Keeping Company: On Keeping and Not Keeping

In the past month I’ve been thinking about Keeping and Not Keeping.  Or perhaps rather, “Keepable” and “Not Keepable.”

I am by nature a keeper. Mostly a keeper of things, I have many things that I’ve inherited or been given.  There are a number of wedding gifts I can tell you today who gave them to us … or children’s toys.  I form a emotional attachment to them.  The furniture from my mom, I love it and don’t want to part with it. My great-grandmother’s china cupboard? I didn’t even know her, but it was my mom’s and became mine.

This can get me into trouble, though, because I get attached to drawings my children have made, notes written on scraps of paper, the mummified cornish game hen currently residing in the cupboard over the refrigerator. And my children have learned this, too.  Sunday School papers and crafts are the bane of my household. (But, really, they’re a scapegoat, the children keep everything.)

I’m also a keeper of ideas.  I have notebooks all over with quotes in them (I found another one just the other day). Did you watch Sarah and Andrew or the Schole Sisters? Loved that.  So good.  I have two link-keeping accounts (delicious and diigo).  Mystie has me hooked on Evernote for my online keeping.

Somehow our family has had an emphasis on arts: art and music in particular.  We do our Art with Friends group, we’ve taken art classes, we’re doing a drawing course from a book.  Can I tell you how many drawings and other cool projects we have laying about? (Happily, most of the drawings are in big art portfolios).

But we also do all sorts of music.  Music, by nature, is less easy to capture and keep.  It exists not in space, but in time.  With art, we capture the artifact.  With music, the artifact is ephemeral, an event here and now and then gone.  Yes, you can capture it on video -and I do sometimes:

A video posted by dawn (@ladydusk) on

But video isn’t the same.

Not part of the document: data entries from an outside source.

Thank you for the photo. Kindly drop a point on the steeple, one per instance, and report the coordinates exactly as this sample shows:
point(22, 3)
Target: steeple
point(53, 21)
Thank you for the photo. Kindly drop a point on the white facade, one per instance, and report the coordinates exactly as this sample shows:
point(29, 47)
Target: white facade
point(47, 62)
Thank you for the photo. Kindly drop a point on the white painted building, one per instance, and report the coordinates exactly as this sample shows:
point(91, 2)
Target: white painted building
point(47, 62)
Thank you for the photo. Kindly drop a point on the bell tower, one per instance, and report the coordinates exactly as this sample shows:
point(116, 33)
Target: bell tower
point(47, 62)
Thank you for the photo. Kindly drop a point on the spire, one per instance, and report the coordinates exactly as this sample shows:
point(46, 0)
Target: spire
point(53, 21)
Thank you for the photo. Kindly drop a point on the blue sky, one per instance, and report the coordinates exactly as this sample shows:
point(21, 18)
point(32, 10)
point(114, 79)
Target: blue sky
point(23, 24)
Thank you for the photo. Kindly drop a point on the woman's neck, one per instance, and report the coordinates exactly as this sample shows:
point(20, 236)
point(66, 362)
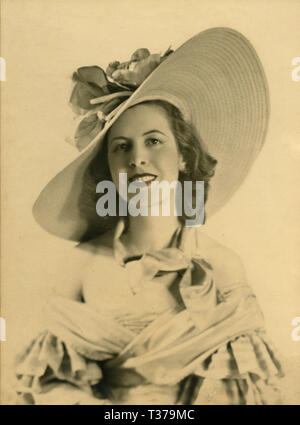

Sometimes, like above, it’s grainy or choppy.  Also, I want to enjoy the moment, I want to watch the performance live, not worry about my video equipment or watch through a screen.  I want to be present for my children when they perform, to revel in them.  Music is in time, but not in space.  How do we keep what is in time but not space?

I realize, though, that I want to keep in order to remember. I know Mrs. McDonough gave me my Christmas dishes and I remember her when we use them. I keep Cluckenbalmen because I want to remember what my children and I studied. I keep pictures, and notes, and words and sermons because I don’t want to lose the sentiments and ideas behind them.

I’m forgetful.  I’m inattentive.  I don’t love as I ought.

I want to learn to keep what is in time but not space.

I think I have to follow the example of Jesus’ mother Mary and do that keeping by treasuring in my heart.

4 Comments

  1. There's definitely a balance to be aimed for in keeping records. Sometimes, I am so in the moment that it never occurs to me to snap a shot, and I regret it. Other times, I'm so focused on being the photographer, I completely miss the moment. So…I try to make sure photography comes second, but that I always have my phone charged and with available memory 🙂

    1. Yes! I took a lot of pictures on our trip yesterday, but tried to pit the phone away, too. I've been trying to not record during music recitals but that's harder for me. I'm so proud and so enjoy their playing and seeing their advancement over the year(s).

  2. This is a beautiful reflection, Dawn. Isn't it true that most of our life as mothers we can't Keep? (Alas!) But I am learning that the habit of slowing down that I am forming through my Keeping is bearing fruit in my utilizing that same habit to be more present with my children to relish those un-Keepable moments.